Can one of the most simple tax forms be confusing? For some reason thousand of people keep asking questions on tax forums, they consult with lawyer and call IRS directly. The truth is out there?

Like rainy day in California — time to read the W9 itself or Instructions for the Requester does not come along very often. So here are brief that will make you confident about W9 in two ticks.

The purpose

In case you think it’s not that easy to keep in mind all W forms meaning — split all of them by the purpose.

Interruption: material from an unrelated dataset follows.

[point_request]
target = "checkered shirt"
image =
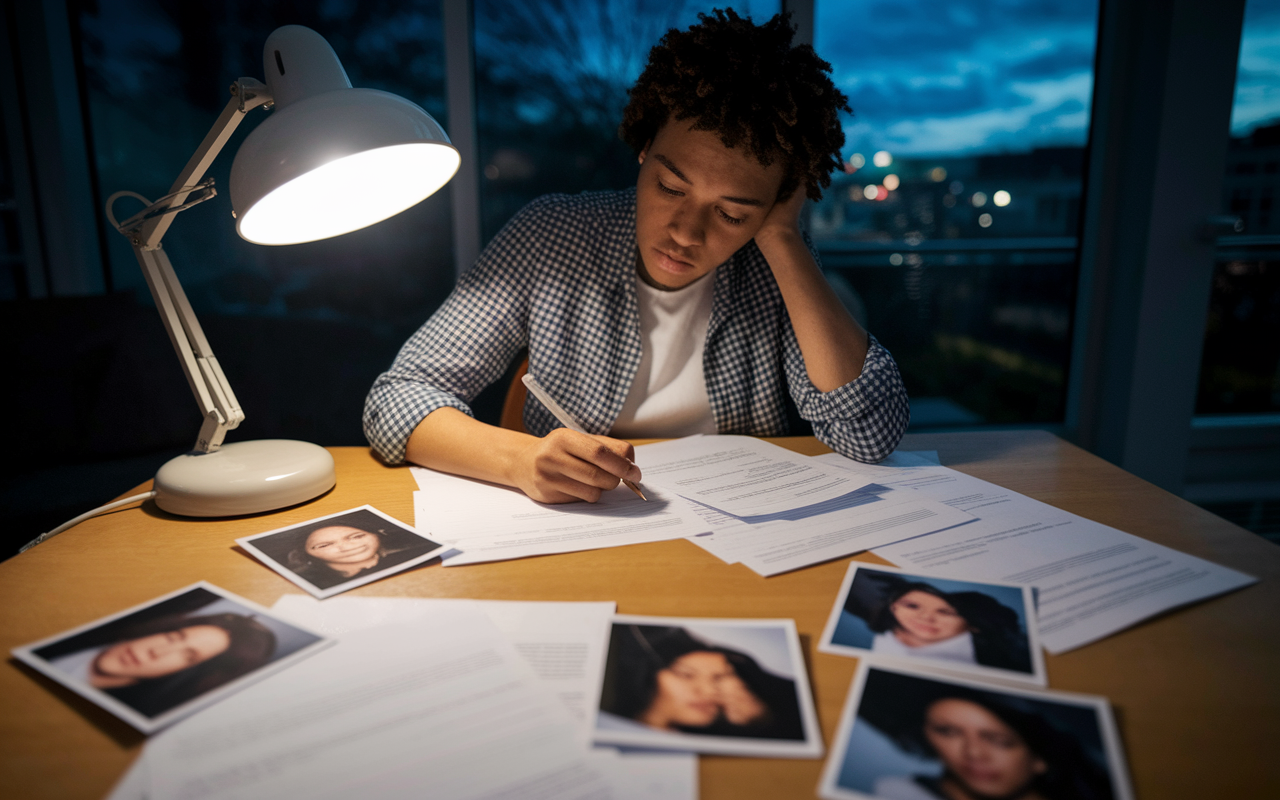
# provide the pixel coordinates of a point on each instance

W9 was specifically created for independent contractors (not employees) to deliver certain kind of information to the person calling the tune.

If you are a freelancer, consultant or part-time worker (chimney-sweeper, roofer, building contractor, etc.) — it’s important to fill this blank out so company can prove that they don’t have any payroll taxes left from what they paid to you.

This is not something to throw away?

Some of the contractors have never received the request to complete the document. Keep in mind that some organizations are free from TIN reporting. So due some of the payments they do, so please check if payee is exempt. Otherwise vendor must supply you with TIN, and if case they do not — make sure to start backup withholding in amount of 28% from general payment.

One step forward — refuse to complete

Vice versa scenario is the same pain in the neck. Writable form is waiting to be filled out for several weeks? This situation is rather risky since any business that fails to provide 1099 may be sure they are up to face penalties. If you came across a refuse — start money hold back immediately and notify IRS. Put your business on the first place — don’t wait till contractor will finally make their mind to do the document job, since 1099 has time deadlines. That’s why some of the lines have an option to notify IRS immediately by writing ‘refused to provide’. It’s never late to find out reason why someone doesn’t want to pay their taxes.